Escribo estas líneas el 20 de noviembre, queridos lectores, aniversario 108 del inicio de la primera gran revolución social del siglo pasado, que se convirtió en parte de la iconografía política mexicana y de paso en parte importante del calendario y también, anecdóticamente, del santoral. No sé si sea solo leyenda, pero se cuenta de niños cuyos padres los llamaron AnivdelaRev por así estar marcado el día en los calendarios.
Si bien el épico desfile socio-deportivo que caracterizaba a la fecha ya es cosa del pasado, seguimos conmemorándola como si fuera aun parte de la agenda de los gobiernos en turno celebrar un acontecimiento lejano que marcó el inicio de la ultima gran guerra de caciques y caudillos, una que se prolongó en diversas formas hasta 1929 cuando Plutarco Elías Calles los unificó (o sometió) bajo el paraguas institucional del que sería después el gran partido de la paradoja retorica: el Revolucionario Institucional.

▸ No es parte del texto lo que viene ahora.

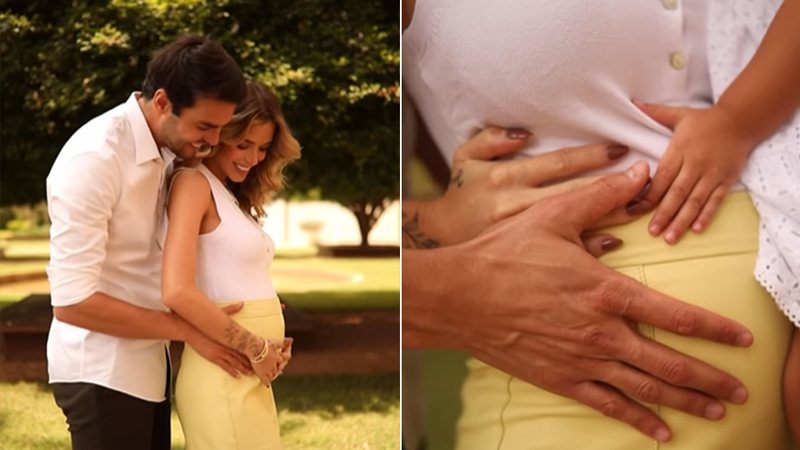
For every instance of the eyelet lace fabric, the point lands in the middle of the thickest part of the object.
(772, 174)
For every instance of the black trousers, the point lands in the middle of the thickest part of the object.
(100, 418)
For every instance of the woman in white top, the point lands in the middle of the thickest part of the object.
(568, 71)
(216, 253)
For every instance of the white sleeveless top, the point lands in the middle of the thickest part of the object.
(564, 70)
(232, 260)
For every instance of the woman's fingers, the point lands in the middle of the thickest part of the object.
(710, 208)
(646, 388)
(689, 211)
(600, 244)
(563, 163)
(675, 197)
(491, 143)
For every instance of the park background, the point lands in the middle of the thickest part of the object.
(335, 64)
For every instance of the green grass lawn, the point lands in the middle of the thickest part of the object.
(331, 412)
(311, 283)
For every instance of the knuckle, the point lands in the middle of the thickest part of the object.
(674, 371)
(596, 337)
(610, 297)
(648, 391)
(664, 174)
(562, 162)
(695, 203)
(684, 321)
(611, 407)
(606, 184)
(499, 176)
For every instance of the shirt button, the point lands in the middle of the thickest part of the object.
(677, 60)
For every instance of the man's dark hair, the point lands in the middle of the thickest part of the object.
(192, 67)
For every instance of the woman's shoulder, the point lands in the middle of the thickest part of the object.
(191, 179)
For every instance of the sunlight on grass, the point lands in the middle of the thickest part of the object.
(330, 412)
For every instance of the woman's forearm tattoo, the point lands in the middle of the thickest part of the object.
(413, 237)
(458, 179)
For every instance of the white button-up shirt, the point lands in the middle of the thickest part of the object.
(103, 195)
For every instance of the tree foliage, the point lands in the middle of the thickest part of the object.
(335, 64)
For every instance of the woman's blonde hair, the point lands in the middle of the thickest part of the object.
(265, 179)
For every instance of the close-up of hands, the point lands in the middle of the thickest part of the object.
(272, 365)
(485, 189)
(703, 161)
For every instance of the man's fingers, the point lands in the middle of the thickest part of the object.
(600, 244)
(615, 405)
(646, 388)
(564, 163)
(673, 200)
(689, 211)
(639, 303)
(681, 370)
(711, 207)
(666, 172)
(490, 143)
(583, 207)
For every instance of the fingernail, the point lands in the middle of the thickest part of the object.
(517, 134)
(739, 396)
(661, 435)
(610, 244)
(616, 151)
(744, 339)
(645, 189)
(637, 170)
(714, 411)
(637, 207)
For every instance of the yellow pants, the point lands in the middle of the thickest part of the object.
(712, 270)
(219, 412)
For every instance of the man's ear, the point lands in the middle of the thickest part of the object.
(161, 102)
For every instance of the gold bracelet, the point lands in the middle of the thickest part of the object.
(262, 355)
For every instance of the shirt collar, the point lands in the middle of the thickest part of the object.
(144, 144)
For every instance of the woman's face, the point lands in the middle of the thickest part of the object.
(234, 162)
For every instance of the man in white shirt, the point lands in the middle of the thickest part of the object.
(106, 351)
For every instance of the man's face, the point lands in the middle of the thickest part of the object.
(197, 127)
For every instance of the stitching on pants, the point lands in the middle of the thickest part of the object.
(503, 413)
(651, 332)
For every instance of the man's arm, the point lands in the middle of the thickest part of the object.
(509, 287)
(80, 209)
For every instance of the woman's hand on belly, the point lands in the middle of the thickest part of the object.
(531, 303)
(703, 161)
(484, 191)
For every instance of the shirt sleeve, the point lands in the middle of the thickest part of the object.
(82, 192)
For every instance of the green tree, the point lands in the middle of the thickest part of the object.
(335, 64)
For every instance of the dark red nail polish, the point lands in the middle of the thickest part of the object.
(644, 191)
(610, 244)
(617, 151)
(635, 207)
(517, 134)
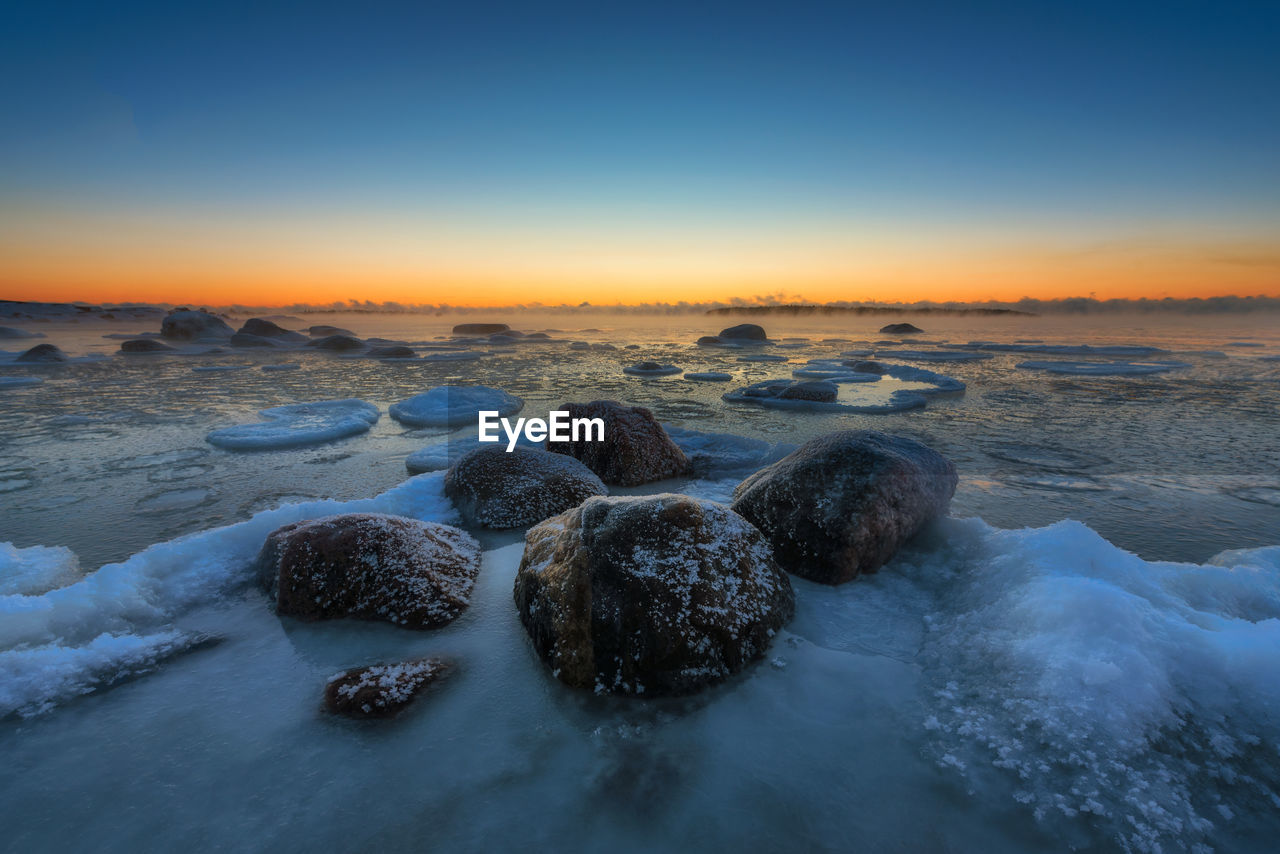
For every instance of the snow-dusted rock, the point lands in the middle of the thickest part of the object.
(496, 488)
(184, 324)
(744, 332)
(145, 346)
(42, 355)
(841, 505)
(635, 448)
(650, 596)
(296, 424)
(453, 406)
(382, 690)
(370, 566)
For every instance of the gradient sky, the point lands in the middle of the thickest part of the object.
(492, 154)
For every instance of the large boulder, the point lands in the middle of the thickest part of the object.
(382, 690)
(496, 488)
(184, 324)
(900, 329)
(841, 505)
(635, 448)
(145, 346)
(652, 594)
(42, 354)
(370, 566)
(744, 332)
(266, 329)
(479, 328)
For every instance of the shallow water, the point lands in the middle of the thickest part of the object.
(942, 704)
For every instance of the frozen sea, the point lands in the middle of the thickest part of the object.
(1087, 654)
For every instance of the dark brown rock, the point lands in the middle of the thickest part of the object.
(496, 488)
(635, 448)
(382, 690)
(653, 596)
(370, 566)
(841, 505)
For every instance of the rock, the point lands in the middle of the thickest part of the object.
(841, 505)
(338, 343)
(42, 354)
(649, 594)
(498, 489)
(382, 690)
(635, 448)
(396, 351)
(324, 332)
(248, 339)
(479, 328)
(266, 329)
(744, 330)
(184, 324)
(145, 346)
(816, 389)
(371, 567)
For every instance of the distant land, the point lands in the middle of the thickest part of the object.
(801, 309)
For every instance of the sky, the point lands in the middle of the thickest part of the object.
(497, 154)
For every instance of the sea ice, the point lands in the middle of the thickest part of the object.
(296, 424)
(453, 406)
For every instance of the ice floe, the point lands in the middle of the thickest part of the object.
(453, 406)
(297, 424)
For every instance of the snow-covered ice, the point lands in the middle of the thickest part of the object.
(296, 424)
(453, 406)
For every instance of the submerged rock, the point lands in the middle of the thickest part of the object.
(337, 343)
(635, 448)
(45, 354)
(184, 324)
(370, 566)
(382, 690)
(654, 594)
(498, 489)
(841, 505)
(145, 346)
(900, 329)
(480, 328)
(266, 329)
(744, 332)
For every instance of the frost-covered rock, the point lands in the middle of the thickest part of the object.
(370, 566)
(635, 448)
(650, 369)
(496, 488)
(816, 389)
(841, 505)
(653, 596)
(382, 690)
(296, 424)
(480, 328)
(325, 330)
(744, 332)
(337, 343)
(184, 324)
(274, 332)
(42, 355)
(145, 346)
(453, 406)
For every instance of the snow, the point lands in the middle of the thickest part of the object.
(1104, 369)
(65, 642)
(453, 406)
(297, 424)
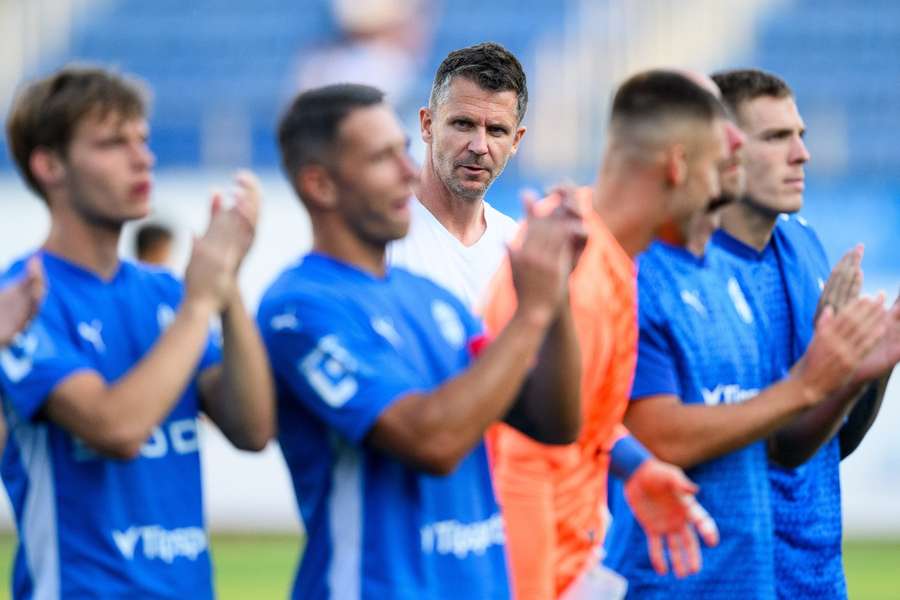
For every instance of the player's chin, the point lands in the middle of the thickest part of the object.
(790, 202)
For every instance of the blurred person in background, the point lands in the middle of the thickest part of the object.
(385, 386)
(699, 402)
(783, 257)
(103, 389)
(661, 164)
(384, 44)
(153, 244)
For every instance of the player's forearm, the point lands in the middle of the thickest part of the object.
(435, 430)
(550, 402)
(799, 439)
(690, 434)
(862, 416)
(238, 395)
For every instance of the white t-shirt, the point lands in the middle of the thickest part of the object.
(431, 251)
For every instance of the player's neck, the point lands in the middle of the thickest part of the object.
(745, 222)
(345, 246)
(94, 247)
(620, 199)
(462, 217)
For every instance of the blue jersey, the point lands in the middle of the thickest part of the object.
(92, 527)
(700, 341)
(806, 501)
(344, 345)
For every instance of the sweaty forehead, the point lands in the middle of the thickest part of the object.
(109, 122)
(370, 128)
(467, 98)
(768, 112)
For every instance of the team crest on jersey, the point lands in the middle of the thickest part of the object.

Ni siquiera los revolucionarios rusos se siguieron llamando tal cosa una vez que tomaron el poder. No, hicieron de su revolución dogma e ideología comunistas, pero dejaron de llamarse revolucionarios. Habían tomado el mando, el control, la revolución era ya solo referencia histórica y celebratoria, las transformaciones fueron cediendo el paso a un régimen que se decía de izquierda pero era en el fondo profundamente conservador. Eso fue allá, porque aquí en México los “revolucionarios” seguían proclamando consignas como Sufragio Efectivo, Democracia y Justicia Social, Tierra y Libertad, en un acto confesional, un reconocimiento inconsciente tal vez de que esos objetivos habían quedado inalcanzados.
Todo eso me vino a la mente al reflexionar acerca de las numerosas asignaturas pendientes de la Revolución Mexicana (así, con mayúsculas y no abreviada) ahora que se avecina el fin de su época, que fue, por llamarla generosamente, la de la tercera transformación de nuestro país. Eso de las tareas inacabadas no es nada nuevo: la Independencia tardó 11 años en consumarse y casi un siglo en consolidarse, el federalismo y la plena separación Estado-Iglesia casi otro tanto. No pretendo hacer de este texto un examen de historia, pero vale recordar que todavía en los años 1926-1929 se libró una cruenta guerra entre el gobierno federal y milicias cristeras. En cuanto al federalismo, todavía se discute si se aplica y si nos conviene o no.
Pero me desvío: el régimen de la Revolución murió aparentemente en el 2000 con la derrota del PRI, pero su formal sepultura podría darse apenas el 1 de diciembre de este año. Con él se irá también el régimen de partidos que conocíamos desde hace décadas: tanto el PAN como el PRD están profundamente divididos y/o debilitados; varios de los partidos satélite ya moribundos; el Verde sobreviviendo gracias a su predominancia en Chiapas; y Morena convertido en una suerte de nuevo partido hegemónico cuando consideramos su control del legislativo y de cada vez más gubernaturas.
Así pues, los tres grandes capítulos de la historia de México han concluido, lo cual no equivale a decir que hayan logrado plena o exitosamente sus objetivos. Merecen ser estudiados y desmenuzados para entender mejor qué fue lo que les ayudó y lo que les estorbó en el camino. La historia no debe ser doctrina ni dogma, sino receta destinada a no repetirse.
Habla el presidente electo de que el suyo será el gobierno de la cuarta transformación de México. Es por supuesto prematuro afirmar si así será o no, pero no se puede dudar de la intención transformadora de Andrés Manuel López Obrador. De su éxito total o parcial darán cuenta los libros de historia, esos mismos que hoy nos señalan lo incompleto de las tres primeras transformaciones, que nos colocaron en el preciso lugar en el que hoy nos encontramos, ganado a pulso para bien y para mal tras 208 años de procesos históricos inconclusos.
Evidentemente a los mexicanos no se nos ha dado eso de terminar la tarea.